Note that using a non-lambda can make things hairy, as we use the type for a lookup step. This can be fixed, but would make this example longer than it already is. So always initialize an any method from a lambda, or from a type parametarized on a lambda.

template<class Sig, bool const_method, class F>
struct any_method {
  using signature=Sig;
  enum{is_const=const_method};
private:
  F f;
public:

  template<class Any,
    // SFINAE testing that one of the Anys's matches this type:
    std::enable_if_t< super_method_applies< Any&&, any_method >{}, int>* =nullptr
  >
  friend auto operator->*( Any&& self, any_method const& m ) {
    // we don't use the value of the any_method, because each any_method has
    // a unique type (!) and we check that one of the auto*'s in the super_any
    // already has a pointer to us.  We then dispatch to the corresponding
    // any_method_data...

    return [&self, invoke = self.get_invoker(tag<any_method>), m](auto&&...args)->decltype(auto)
    {
      return invoke( decltype(self)(self), &m, decltype(args)(args)... );
    };
  }
  any_method( F fin ):f(std::move(fin)) {}
  
  template<class...Args>
  decltype(auto) operator()(Args&&...args)const {
    return f(std::forward<Args>(args)...);
  }
};

A factory method, not needed in C++17 I believe:

template<class Sig, bool is_const=false, class F>
any_method<Sig, is_const, std::decay_t<F>>
make_any_method( F&& f ) {
  return {std::forward<F>(f)};
}

This is the augmented any.
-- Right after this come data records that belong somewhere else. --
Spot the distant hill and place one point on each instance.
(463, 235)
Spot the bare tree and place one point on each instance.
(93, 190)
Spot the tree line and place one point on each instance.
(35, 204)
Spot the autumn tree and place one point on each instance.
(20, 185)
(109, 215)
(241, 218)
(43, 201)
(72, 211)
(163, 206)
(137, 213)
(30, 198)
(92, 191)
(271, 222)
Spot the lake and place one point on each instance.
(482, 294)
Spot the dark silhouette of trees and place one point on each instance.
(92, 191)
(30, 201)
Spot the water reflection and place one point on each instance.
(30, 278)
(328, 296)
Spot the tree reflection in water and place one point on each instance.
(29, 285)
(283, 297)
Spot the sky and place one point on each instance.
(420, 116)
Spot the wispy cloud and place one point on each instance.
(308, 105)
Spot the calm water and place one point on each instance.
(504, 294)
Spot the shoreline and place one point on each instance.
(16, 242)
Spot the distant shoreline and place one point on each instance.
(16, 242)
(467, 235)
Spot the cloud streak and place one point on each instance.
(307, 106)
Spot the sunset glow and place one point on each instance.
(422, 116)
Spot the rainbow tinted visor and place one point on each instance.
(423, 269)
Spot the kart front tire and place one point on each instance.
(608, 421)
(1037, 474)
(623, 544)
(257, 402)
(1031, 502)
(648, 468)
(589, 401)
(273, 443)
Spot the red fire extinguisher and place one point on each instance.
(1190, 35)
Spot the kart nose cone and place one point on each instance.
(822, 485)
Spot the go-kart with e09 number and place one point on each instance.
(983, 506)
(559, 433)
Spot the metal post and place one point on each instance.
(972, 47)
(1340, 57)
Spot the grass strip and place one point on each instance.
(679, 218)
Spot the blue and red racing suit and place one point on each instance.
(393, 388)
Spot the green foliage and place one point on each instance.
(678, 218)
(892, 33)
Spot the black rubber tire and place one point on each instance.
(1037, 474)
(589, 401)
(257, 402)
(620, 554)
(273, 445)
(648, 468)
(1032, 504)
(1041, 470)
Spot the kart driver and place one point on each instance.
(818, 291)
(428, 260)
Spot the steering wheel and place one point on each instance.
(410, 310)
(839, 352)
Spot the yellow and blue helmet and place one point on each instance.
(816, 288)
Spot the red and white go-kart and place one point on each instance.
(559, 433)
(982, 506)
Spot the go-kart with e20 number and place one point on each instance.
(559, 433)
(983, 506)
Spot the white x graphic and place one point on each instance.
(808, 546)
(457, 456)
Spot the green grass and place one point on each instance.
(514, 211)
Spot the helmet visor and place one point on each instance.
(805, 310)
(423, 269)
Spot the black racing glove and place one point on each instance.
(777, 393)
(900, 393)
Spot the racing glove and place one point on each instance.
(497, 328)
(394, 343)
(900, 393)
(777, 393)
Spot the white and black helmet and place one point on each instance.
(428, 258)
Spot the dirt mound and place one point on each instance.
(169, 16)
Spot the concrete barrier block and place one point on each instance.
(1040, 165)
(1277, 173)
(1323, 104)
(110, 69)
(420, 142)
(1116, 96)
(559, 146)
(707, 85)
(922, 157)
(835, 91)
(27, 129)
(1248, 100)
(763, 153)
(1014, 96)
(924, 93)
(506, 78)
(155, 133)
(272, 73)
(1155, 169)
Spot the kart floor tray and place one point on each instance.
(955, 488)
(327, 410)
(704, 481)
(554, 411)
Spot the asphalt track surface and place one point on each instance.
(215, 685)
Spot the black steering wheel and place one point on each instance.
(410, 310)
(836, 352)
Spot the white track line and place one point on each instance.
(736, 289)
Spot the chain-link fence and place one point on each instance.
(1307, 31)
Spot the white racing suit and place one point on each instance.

It is both an any, and it carries around a bundle of type-erasure function pointers that change whenever the contained any does:

template<class... methods>
struct super_any_t:boost::any, any_methods<methods...> {
  using vtable=any_methods<methods...>;
public:
  template<class T,
    std::enable_if_t< !std::is_base_of<super_any_t, std::decay_t<T>>{}, int> =0
  >
  super_any_t( T&& t ):
    boost::any( std::forward<T>(t) )
  {
    using dT=std::decay_t<T>;
    this->change_type( tag<dT> );
  }
  
  boost::any& as_any()&{return *this;}
  boost::any&& as_any()&&{return std::move(*this);}
  boost::any const& as_any()const&{return *this;}
  super_any_t()=default;
  super_any_t(super_any_t&& o):
    boost::any( std::move( o.as_any() ) ),
    vtable(o)
  {}
  super_any_t(super_any_t const& o):
    boost::any( o.as_any() ),
    vtable(o)
  {}
  template<class S,
    std::enable_if_t< std::is_same<std::decay_t<S>, super_any_t>{}, int> =0
  >
  super_any_t( S&& o ):
    boost::any( std::forward<S>(o).as_any() ),
    vtable(o)
  {}
  super_any_t& operator=(super_any_t&&)=default;
  super_any_t& operator=(super_any_t const&)=default;
  
  template<class T,
    std::enable_if_t< !std::is_same<std::decay_t<T>, super_any_t>{}, int>* =nullptr
  >
  super_any_t& operator=( T&& t ) {
    ((boost::any&)*this) = std::forward<T>(t);
    using dT=std::decay_t<T>;
    this->change_type( tag<dT> );
    return *this;
  }  
};

Because we store the any_methods as const objects, this makes making a super_any a bit easier:

template<class...Ts>
using super_any = super_any_t< std::remove_cv_t<Ts>... >;

Test code:

const auto print = make_any_method<void(std::ostream&)>([](auto&& p, std::ostream& t){ t << p << "\n"; });
const auto wprint = make_any_method<void(std::wostream&)>([](auto&& p, std::wostream& os ){ os << p << L"\n"; });

int main()
{
  super_any<decltype(print), decltype(wprint)> a = 7;
  super_any<decltype(print), decltype(wprint)> a2 = 7;

  (a->*print)(std::cout);
  (a->*wprint)(std::wcout);
}

live example.

Originally posted here in a SO self question & answer (and people noted above helped with the implementation).